Cloud Jupyter is an open source web application used for programming, computation, and data science projects in cloud computing environments. It is based on the open source Jupyter Notebook and is created and maintained by the Jupyter Project. Cloud Jupyter is natively available in many services, including Google Colaboratory (Colab), Databricks (Azure and AWS), and Google Cloud Platform (GCP).
Originally developed in the 2014, Cloud Jupyter provides users with Jupyter Notebooks in the cloud. It specializes in data science programming, statistical analysis, and large-scale data engineering projects. Cloud Jupyter works best in collaboration, as it provides a platform to manage notebooks and code written by a team of developers.

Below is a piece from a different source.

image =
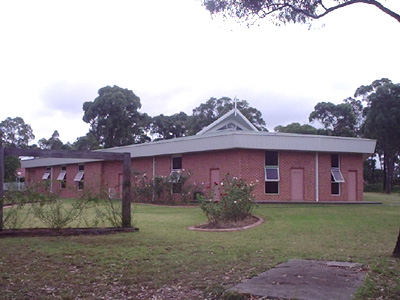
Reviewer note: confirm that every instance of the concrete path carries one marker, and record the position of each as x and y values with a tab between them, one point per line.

Cloud Jupyter works in three main components: a front-end user interface, a back-end web-based kernel, and a data layer for storing users’ files. The user interface enables users to access their notebooks, setup kernels for running notebooks, and execute code. The web-based kernel is responsible for running the code as well as interfacing with the data. The data layer ensures users are able to access their files from any location or device.
Cloud Jupyter is also incredibly versatile in its file formats. It supports over 40 different file formats, including JSON, Markdown, HTML, Excel, CSV, and Python. This also means users can work with data directly in the cloud without having to download and process it on their local computer.
Overall, Cloud Jupyter provides a powerful and convenient platform for users to work with data, create models, and develop applications. It is a popular choice for many developers and data scientists, as it offers a cloud-based interactive environment and the potential to collaborate on projects together.